I am an epidemiologist working with the Inform Division on communicating and translating modeling work for varied audiences and developing interpretable data visualizations for public health communication. Previously, I was an EIS Officer at CDC and have a PhD in infectious disease epidemiology from the University of Michigan.

Sarabeth Mathis
Sarabeth Mathis

I’m a Health Scientist on the Applied Research and Modeling Team in the Influenza Division in NCIRD. I primarily work on evaluating and visualizing influenza forecasts for the FluSight forecasting hub, modeling influenza disease outcomes mediated by antivirals and vaccines, and analyzing public health datasets.  My previous experience includes infectious and non-infectious disease surveillance.

Sam Abbott
Sam Abbott

I’m an infectious disease researcher who specializes in real-time analysis, forecasting, semi-mechanistic modeling, and open-source tool development.
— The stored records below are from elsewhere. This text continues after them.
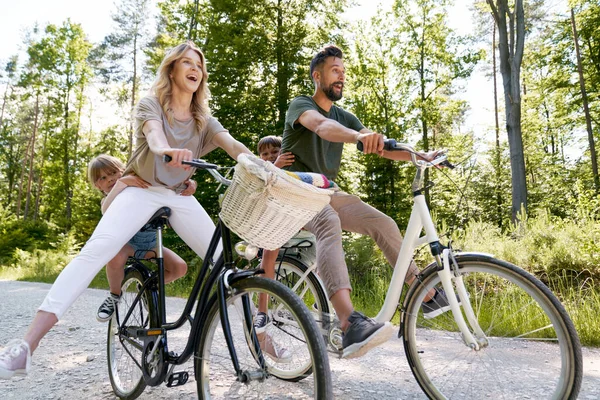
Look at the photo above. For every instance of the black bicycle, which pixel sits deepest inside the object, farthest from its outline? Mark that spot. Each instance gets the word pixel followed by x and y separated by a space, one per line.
pixel 232 357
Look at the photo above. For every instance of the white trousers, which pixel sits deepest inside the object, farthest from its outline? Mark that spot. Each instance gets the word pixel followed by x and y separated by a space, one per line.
pixel 129 211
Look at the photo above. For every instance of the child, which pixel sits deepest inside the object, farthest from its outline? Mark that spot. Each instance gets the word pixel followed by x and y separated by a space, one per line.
pixel 105 174
pixel 269 149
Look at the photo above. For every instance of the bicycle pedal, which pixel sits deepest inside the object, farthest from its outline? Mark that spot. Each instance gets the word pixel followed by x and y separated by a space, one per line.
pixel 177 378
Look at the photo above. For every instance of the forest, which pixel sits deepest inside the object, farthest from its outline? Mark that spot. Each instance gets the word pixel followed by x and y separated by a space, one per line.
pixel 527 189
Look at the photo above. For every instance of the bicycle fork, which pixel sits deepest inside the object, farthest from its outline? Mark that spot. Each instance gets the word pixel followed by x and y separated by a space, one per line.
pixel 447 275
pixel 243 375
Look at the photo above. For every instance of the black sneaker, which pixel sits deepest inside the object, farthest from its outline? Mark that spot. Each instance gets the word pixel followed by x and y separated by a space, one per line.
pixel 107 308
pixel 363 334
pixel 437 305
pixel 260 322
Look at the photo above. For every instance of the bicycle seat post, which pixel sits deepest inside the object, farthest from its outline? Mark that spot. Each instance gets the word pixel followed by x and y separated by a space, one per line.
pixel 161 274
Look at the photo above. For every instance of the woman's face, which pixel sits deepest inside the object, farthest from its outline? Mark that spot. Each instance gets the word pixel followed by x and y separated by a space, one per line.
pixel 187 72
pixel 107 180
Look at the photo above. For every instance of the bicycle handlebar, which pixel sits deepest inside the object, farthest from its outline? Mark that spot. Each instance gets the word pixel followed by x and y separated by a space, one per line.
pixel 201 164
pixel 392 145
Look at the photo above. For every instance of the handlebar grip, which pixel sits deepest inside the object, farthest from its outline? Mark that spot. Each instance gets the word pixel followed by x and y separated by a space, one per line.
pixel 447 164
pixel 388 144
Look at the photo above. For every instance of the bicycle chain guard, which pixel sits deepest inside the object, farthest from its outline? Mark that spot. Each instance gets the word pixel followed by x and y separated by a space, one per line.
pixel 155 368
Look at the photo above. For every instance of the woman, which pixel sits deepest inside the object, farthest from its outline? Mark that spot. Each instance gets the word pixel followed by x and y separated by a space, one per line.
pixel 174 120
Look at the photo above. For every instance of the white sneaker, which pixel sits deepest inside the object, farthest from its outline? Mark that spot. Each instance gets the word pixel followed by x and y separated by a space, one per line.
pixel 15 359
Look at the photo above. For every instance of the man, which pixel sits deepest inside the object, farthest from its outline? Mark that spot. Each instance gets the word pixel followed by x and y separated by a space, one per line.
pixel 315 132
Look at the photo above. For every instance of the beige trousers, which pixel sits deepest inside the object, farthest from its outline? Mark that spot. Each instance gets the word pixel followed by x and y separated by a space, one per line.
pixel 349 213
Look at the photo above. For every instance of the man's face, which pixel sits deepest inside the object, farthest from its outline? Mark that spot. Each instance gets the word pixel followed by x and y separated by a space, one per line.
pixel 332 78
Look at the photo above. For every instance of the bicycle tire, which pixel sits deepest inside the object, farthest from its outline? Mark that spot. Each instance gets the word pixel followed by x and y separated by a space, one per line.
pixel 289 270
pixel 126 376
pixel 533 349
pixel 215 375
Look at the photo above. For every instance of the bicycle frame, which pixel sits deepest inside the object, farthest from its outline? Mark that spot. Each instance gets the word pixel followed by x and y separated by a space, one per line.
pixel 222 273
pixel 420 220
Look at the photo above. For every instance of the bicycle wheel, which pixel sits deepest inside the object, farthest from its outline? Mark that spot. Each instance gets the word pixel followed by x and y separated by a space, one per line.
pixel 292 273
pixel 124 355
pixel 533 350
pixel 291 346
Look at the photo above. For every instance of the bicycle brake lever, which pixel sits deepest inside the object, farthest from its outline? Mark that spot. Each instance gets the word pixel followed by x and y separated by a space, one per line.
pixel 447 164
pixel 388 144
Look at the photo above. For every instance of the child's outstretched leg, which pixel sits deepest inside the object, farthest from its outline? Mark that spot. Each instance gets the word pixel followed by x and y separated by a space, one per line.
pixel 115 272
pixel 267 344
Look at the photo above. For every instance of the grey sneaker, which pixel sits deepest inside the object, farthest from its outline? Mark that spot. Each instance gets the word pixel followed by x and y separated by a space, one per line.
pixel 363 334
pixel 107 308
pixel 15 359
pixel 260 322
pixel 437 305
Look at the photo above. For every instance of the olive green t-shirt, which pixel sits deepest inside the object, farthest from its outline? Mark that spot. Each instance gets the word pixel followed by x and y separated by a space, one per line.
pixel 181 135
pixel 311 152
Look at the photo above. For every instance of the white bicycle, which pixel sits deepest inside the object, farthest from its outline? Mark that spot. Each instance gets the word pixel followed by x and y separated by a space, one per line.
pixel 505 334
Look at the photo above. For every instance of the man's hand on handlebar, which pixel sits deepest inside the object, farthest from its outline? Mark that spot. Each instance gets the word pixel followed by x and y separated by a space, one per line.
pixel 371 142
pixel 177 156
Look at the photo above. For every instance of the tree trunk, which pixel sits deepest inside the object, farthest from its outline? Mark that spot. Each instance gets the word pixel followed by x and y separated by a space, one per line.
pixel 282 79
pixel 511 43
pixel 133 92
pixel 22 178
pixel 498 168
pixel 32 156
pixel 40 180
pixel 66 169
pixel 586 110
pixel 4 103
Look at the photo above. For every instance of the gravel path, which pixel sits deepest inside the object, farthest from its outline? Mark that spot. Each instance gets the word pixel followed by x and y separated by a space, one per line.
pixel 71 361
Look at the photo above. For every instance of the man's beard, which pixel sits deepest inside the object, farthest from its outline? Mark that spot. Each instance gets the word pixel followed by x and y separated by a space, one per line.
pixel 331 94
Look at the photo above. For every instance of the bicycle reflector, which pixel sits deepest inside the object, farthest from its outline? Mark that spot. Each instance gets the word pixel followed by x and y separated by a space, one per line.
pixel 246 250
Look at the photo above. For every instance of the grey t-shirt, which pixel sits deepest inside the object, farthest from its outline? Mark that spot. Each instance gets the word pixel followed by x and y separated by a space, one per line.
pixel 311 152
pixel 182 134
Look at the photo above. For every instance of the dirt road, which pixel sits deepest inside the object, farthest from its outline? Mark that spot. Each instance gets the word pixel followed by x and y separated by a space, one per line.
pixel 71 361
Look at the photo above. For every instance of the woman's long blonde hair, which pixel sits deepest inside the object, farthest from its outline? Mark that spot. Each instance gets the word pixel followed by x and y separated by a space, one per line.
pixel 163 89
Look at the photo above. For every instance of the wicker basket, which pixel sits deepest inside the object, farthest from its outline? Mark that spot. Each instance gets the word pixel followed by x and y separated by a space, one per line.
pixel 265 206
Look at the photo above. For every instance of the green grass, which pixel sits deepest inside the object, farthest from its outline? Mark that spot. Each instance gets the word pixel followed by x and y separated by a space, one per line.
pixel 563 254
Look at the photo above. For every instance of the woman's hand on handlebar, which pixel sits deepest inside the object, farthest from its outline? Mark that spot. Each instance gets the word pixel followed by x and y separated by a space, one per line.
pixel 177 156
pixel 428 156
pixel 190 188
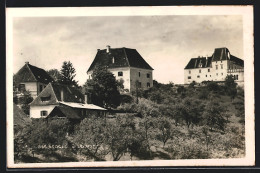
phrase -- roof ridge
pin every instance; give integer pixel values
(126, 56)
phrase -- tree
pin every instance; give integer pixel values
(90, 138)
(67, 74)
(165, 129)
(55, 74)
(230, 86)
(103, 88)
(214, 116)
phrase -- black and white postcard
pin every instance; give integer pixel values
(130, 86)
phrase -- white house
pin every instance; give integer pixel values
(58, 100)
(214, 68)
(31, 78)
(127, 65)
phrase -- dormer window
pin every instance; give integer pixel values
(120, 73)
(44, 113)
(46, 99)
(113, 60)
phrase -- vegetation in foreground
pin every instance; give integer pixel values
(166, 122)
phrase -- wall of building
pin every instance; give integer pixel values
(198, 75)
(217, 72)
(35, 111)
(134, 76)
(40, 87)
(32, 87)
(126, 76)
(130, 75)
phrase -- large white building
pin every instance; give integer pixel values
(126, 65)
(215, 68)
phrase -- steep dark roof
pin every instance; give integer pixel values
(220, 54)
(237, 61)
(52, 93)
(30, 73)
(123, 57)
(195, 62)
(20, 118)
(62, 111)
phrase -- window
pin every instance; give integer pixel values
(44, 113)
(120, 73)
(41, 88)
(22, 87)
(113, 60)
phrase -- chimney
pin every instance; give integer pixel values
(86, 99)
(61, 95)
(108, 48)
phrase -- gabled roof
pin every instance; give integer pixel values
(30, 73)
(51, 94)
(237, 61)
(196, 62)
(20, 118)
(83, 106)
(62, 111)
(123, 57)
(218, 55)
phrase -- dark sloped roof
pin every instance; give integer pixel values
(220, 54)
(30, 73)
(20, 118)
(237, 61)
(47, 92)
(123, 57)
(195, 62)
(71, 94)
(52, 92)
(62, 111)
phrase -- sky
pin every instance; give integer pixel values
(167, 43)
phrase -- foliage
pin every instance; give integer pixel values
(67, 74)
(89, 138)
(165, 129)
(104, 88)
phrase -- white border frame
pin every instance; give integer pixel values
(245, 11)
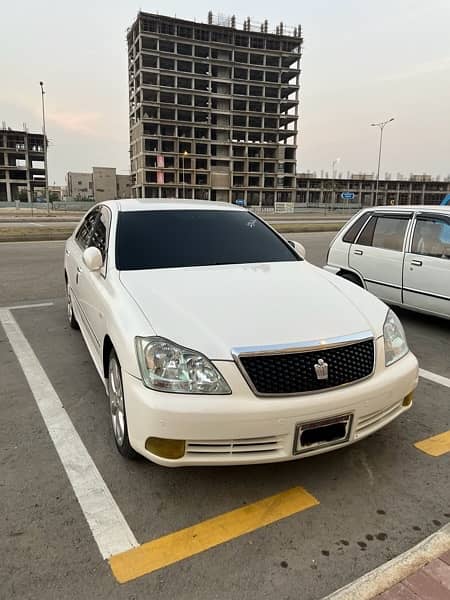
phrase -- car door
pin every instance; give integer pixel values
(377, 254)
(74, 252)
(91, 284)
(426, 277)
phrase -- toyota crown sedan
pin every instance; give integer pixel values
(400, 254)
(218, 343)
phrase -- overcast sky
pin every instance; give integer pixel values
(363, 61)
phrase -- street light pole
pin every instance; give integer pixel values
(184, 156)
(333, 170)
(381, 125)
(41, 83)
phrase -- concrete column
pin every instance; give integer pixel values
(8, 190)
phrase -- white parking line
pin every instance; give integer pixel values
(434, 377)
(39, 305)
(107, 523)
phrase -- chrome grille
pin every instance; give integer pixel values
(286, 373)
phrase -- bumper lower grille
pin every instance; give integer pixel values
(295, 372)
(271, 444)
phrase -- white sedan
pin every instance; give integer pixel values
(218, 343)
(399, 253)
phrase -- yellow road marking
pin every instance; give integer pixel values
(436, 445)
(171, 548)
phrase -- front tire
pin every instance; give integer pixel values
(117, 408)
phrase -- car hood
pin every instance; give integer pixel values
(216, 308)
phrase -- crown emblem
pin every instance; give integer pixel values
(321, 369)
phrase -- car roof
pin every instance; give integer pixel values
(146, 204)
(412, 208)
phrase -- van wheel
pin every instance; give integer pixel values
(351, 277)
(117, 408)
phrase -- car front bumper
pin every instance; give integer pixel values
(242, 428)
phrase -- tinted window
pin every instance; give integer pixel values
(188, 238)
(432, 237)
(84, 233)
(366, 236)
(99, 235)
(384, 232)
(353, 231)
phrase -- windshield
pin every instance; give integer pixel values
(162, 239)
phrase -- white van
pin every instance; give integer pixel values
(400, 254)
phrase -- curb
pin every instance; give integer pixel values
(387, 575)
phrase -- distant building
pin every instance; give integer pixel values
(123, 186)
(359, 190)
(22, 169)
(79, 185)
(213, 109)
(102, 184)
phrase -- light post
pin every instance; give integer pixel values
(41, 83)
(381, 125)
(333, 170)
(185, 153)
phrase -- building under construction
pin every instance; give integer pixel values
(22, 167)
(213, 109)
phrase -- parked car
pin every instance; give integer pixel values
(400, 254)
(218, 343)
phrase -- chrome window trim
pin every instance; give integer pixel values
(431, 295)
(391, 285)
(299, 347)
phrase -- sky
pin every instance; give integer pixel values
(363, 61)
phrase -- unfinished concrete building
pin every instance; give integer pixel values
(22, 169)
(213, 109)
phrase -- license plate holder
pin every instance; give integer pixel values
(322, 433)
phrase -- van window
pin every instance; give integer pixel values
(432, 237)
(384, 232)
(352, 232)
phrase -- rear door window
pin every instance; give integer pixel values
(432, 237)
(385, 232)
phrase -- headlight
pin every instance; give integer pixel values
(395, 345)
(167, 367)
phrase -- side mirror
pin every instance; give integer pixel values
(299, 248)
(92, 258)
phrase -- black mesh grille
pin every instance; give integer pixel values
(294, 373)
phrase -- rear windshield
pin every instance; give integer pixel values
(191, 238)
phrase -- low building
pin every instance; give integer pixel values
(361, 190)
(100, 185)
(22, 168)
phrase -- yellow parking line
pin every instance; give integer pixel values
(187, 542)
(436, 445)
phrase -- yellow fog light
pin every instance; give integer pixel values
(165, 448)
(407, 400)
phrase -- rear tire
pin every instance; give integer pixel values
(70, 316)
(117, 408)
(351, 277)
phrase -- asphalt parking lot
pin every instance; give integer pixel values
(374, 499)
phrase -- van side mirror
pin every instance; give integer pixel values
(92, 258)
(299, 248)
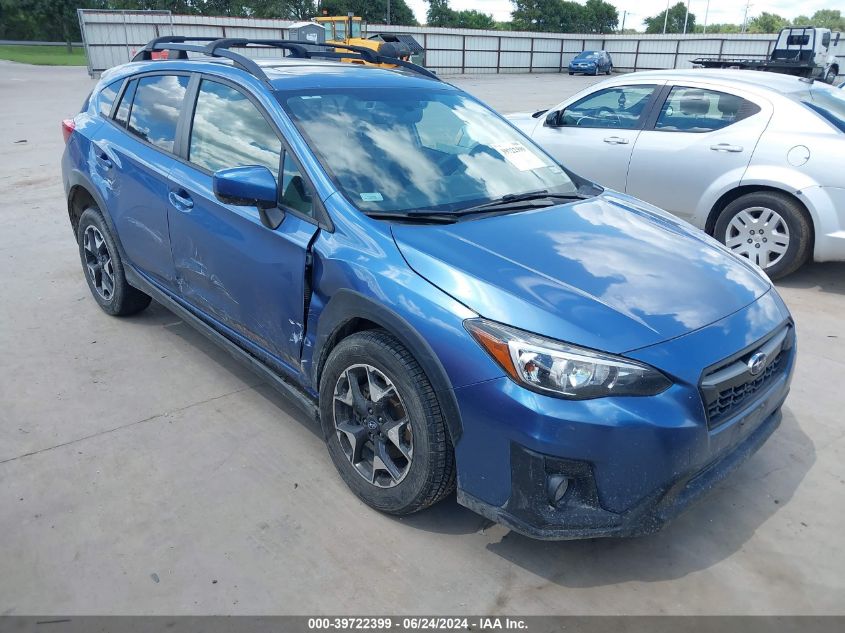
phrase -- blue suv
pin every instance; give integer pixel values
(454, 307)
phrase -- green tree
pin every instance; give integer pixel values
(472, 19)
(767, 23)
(439, 13)
(373, 11)
(829, 18)
(675, 23)
(600, 17)
(284, 9)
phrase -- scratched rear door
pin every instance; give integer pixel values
(229, 265)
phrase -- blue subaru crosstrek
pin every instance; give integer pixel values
(456, 308)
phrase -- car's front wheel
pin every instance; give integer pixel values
(383, 425)
(769, 228)
(104, 269)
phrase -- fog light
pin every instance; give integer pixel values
(556, 487)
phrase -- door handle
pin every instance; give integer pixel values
(181, 200)
(102, 157)
(726, 147)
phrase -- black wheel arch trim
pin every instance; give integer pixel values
(348, 305)
(79, 179)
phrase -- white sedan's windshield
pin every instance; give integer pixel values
(415, 150)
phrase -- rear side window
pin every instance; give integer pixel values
(122, 116)
(105, 100)
(156, 107)
(697, 110)
(617, 108)
(229, 131)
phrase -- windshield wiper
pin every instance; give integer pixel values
(422, 218)
(516, 201)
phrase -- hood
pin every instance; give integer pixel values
(610, 273)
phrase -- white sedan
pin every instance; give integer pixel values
(755, 159)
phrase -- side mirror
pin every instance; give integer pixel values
(251, 186)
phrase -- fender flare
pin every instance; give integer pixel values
(79, 179)
(347, 305)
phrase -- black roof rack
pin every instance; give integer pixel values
(221, 47)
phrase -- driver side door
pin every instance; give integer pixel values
(595, 135)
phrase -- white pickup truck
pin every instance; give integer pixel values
(806, 51)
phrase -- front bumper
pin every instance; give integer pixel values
(580, 514)
(632, 463)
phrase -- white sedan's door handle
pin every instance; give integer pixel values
(725, 147)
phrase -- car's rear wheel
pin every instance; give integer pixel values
(104, 269)
(769, 228)
(383, 425)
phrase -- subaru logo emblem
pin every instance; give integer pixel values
(757, 363)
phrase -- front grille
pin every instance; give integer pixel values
(729, 387)
(731, 399)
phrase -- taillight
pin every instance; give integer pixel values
(68, 126)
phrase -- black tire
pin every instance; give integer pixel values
(123, 299)
(431, 471)
(793, 214)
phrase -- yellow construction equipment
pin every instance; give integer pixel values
(349, 30)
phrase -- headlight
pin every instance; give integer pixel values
(564, 370)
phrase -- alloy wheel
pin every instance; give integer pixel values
(760, 234)
(98, 262)
(373, 426)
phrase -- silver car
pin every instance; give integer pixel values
(755, 159)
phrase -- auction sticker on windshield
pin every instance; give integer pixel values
(520, 156)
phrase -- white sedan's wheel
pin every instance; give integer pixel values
(760, 234)
(769, 228)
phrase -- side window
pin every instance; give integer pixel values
(698, 110)
(122, 116)
(155, 109)
(229, 131)
(105, 100)
(295, 192)
(619, 108)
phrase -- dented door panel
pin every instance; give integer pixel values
(237, 271)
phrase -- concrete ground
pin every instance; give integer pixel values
(144, 471)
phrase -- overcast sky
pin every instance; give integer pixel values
(720, 10)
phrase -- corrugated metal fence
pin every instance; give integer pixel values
(112, 37)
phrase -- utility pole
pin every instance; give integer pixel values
(745, 17)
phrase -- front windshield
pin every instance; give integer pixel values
(828, 102)
(411, 150)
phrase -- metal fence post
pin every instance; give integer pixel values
(637, 55)
(531, 58)
(499, 55)
(560, 66)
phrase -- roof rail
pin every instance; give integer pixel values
(221, 47)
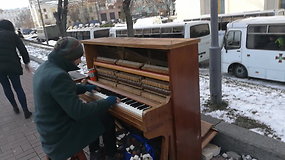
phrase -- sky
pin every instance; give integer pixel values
(261, 101)
(12, 4)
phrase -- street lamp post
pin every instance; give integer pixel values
(215, 57)
(42, 19)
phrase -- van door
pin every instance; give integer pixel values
(202, 31)
(231, 52)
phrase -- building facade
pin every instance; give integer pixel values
(20, 17)
(79, 11)
(186, 9)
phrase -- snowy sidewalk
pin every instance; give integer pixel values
(19, 139)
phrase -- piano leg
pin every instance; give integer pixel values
(164, 153)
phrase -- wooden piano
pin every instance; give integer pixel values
(158, 83)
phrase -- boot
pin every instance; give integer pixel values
(27, 114)
(97, 155)
(16, 109)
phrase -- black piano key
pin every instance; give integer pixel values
(141, 107)
(147, 108)
(137, 104)
(130, 102)
(125, 100)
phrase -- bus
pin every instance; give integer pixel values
(193, 29)
(255, 47)
(52, 32)
(224, 19)
(88, 33)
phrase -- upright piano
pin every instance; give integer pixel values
(158, 83)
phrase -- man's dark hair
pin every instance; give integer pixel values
(7, 25)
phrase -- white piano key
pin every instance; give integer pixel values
(121, 104)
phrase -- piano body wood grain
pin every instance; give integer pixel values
(176, 115)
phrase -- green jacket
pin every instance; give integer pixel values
(64, 122)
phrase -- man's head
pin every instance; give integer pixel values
(7, 25)
(70, 48)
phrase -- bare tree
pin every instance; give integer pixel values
(129, 20)
(61, 16)
(24, 20)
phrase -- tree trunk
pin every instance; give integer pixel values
(61, 16)
(129, 20)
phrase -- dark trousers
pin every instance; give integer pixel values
(15, 80)
(109, 138)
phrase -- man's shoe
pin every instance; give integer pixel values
(16, 109)
(27, 114)
(97, 155)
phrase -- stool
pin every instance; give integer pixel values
(78, 156)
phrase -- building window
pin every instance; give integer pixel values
(282, 3)
(104, 17)
(112, 15)
(221, 6)
(119, 13)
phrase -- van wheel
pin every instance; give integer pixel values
(240, 71)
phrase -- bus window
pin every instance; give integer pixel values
(257, 29)
(85, 35)
(79, 35)
(101, 33)
(233, 39)
(199, 30)
(280, 29)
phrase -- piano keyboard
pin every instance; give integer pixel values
(127, 104)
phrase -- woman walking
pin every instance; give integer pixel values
(10, 65)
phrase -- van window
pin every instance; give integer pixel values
(199, 30)
(233, 39)
(101, 33)
(266, 37)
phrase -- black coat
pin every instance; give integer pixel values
(9, 59)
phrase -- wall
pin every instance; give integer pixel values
(236, 6)
(187, 9)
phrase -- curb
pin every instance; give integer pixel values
(243, 141)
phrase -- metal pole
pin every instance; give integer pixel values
(42, 19)
(215, 57)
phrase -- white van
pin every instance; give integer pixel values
(255, 47)
(88, 33)
(193, 29)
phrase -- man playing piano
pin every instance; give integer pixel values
(66, 125)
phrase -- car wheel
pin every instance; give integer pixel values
(240, 71)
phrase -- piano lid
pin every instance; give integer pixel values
(151, 43)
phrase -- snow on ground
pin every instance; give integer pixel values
(254, 100)
(257, 102)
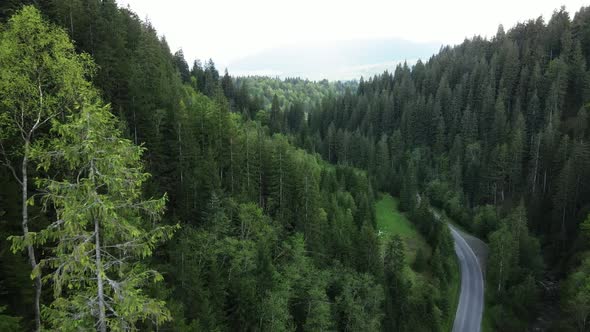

I am currently a contractor in the Predict Division on the Nowcasting and Natural History Team. I am also part of the Epiforecasts group at the London School of Hygiene and Tropical Medicine.

Nate McIntosh
Nate McIntosh

I am a data scientist on the Nowcasting and Natural History Team in the Predict Division, focusing on creating models for nowcasting, and data pipelines to support those models. Previously, I worked at the Johns Hopkins Applied Physics Lab doing high fidelity modeling and simulation, data analysis, and data tools development.

Rebecca Borchering
Rebecca Borchering

I am a Mathematical Statistician leading influenza modeling and forecasting efforts in the Applied Research and Modeling Team in the Influenza Division, such as the FluSight influenza forecasting collaboration. I was a founding member of the COVID-19 Scenario Modeling Hub and have experience modeling infectious disease dynamics in multiple pathogen systems.